Sembra che i I valori sono NON siano nocivi per l’uomo e l’ambiente ma non esiste una fonte che ci abbai messo la faccia per avvalorare tale ipotesi.
Appare sempre più probabile che la fonte del rilascio in atmosfera dei radionuclidi di Rutenio 106 che hanno attraversato l’Europa tra il settembre e l’ottobre 2017 sia stato l’impianto nucleare di Majak nella città di Ozërsk nell’Oblast di Chelyabinsk in Russia.
I documenti rilasciati da Roshydromet, un servizio idrometeorologico e di monitoraggio ambientale del Ministero delle Risorse Naturali e dell’Ecologia della Federazione Russa, indicano infatti valori e path corrispondente con una possibile emissione dall’impianto nucleare russo di Majak.
Si sono segnalate alte concentrazioni di radionuclidi in atmosfera di Ru-106 dal 26.09 al 01.10.2017 ed in particolare: il 26 e 27.09.2017 elevate contaminazioni nella Repubblica del Tatarstan, il 27 e 28.09.2017 elevate contaminazioni a Volgograd e Rostov sul Don, dal 29.09.2017 al 03.10.2017 registrate tracce di Ru-106 in nord Europa e Italia
Una comunicazione di Rosatom, la società che gestisce tutti gli asset nucleari russi aveva smentito che nella emissione dei radionuclidi fosse coinvolto l’impianto di Majak.

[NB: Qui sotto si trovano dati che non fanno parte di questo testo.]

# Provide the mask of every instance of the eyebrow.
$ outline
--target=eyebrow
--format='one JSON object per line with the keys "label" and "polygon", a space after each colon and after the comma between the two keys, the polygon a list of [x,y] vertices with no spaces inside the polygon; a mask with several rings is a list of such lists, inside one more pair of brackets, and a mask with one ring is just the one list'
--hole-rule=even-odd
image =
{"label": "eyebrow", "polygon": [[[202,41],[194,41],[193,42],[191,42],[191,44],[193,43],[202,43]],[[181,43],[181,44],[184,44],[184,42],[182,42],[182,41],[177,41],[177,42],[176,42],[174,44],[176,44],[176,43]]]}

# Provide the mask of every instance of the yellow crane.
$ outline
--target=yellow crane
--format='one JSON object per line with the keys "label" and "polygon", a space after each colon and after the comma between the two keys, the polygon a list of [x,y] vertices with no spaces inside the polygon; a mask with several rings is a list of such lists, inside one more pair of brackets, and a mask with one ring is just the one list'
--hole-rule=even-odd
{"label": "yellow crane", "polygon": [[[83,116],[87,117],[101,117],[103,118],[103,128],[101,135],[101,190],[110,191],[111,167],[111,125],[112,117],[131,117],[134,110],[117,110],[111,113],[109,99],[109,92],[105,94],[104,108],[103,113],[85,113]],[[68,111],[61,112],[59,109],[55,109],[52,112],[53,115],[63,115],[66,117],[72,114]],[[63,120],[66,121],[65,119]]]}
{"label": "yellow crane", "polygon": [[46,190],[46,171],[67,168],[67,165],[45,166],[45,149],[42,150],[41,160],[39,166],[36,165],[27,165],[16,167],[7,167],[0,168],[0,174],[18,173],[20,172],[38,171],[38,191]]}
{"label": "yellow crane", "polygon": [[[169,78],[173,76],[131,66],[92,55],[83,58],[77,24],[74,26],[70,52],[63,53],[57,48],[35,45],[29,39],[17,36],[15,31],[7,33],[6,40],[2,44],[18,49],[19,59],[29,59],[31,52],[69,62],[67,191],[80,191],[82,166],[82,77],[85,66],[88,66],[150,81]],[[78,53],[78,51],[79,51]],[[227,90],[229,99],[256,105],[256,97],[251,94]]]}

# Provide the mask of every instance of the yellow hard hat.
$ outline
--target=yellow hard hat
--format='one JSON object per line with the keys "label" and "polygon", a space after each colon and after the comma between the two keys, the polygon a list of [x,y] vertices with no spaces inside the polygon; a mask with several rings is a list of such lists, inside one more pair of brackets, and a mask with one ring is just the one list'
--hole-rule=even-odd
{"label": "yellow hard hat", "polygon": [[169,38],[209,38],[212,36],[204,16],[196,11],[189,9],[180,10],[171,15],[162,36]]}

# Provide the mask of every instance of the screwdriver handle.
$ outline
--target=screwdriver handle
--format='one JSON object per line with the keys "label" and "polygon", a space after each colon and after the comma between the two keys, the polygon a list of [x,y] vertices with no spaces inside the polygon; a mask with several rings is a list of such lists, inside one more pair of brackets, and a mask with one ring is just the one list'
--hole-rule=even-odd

L’impianto di Ozërsk nell’Oblast , unico nel suo genere negli Urali meridionali e al centro anche di precedenti incidente, è vicinissimo inoltre all’area nella quale è stato rilevato il picco più alto di radionuclidi RU-106 in atmosfera a partire dal 26.09.2017 (anche se alcune fonti fanno propendere che i dati siano riferibili al 25.09.2017) e il loro successivo fallout nei giorni successivi, in particolare fino al 01.10.2017. Si presume pertanto che l’incidente o in ogni caso l’emissione in atmosfera dei radionuclidi sia avvenuto nei giorni precedenti il 26.09.2017, con ogni probabilità tra il 23 e il 25.10.2017.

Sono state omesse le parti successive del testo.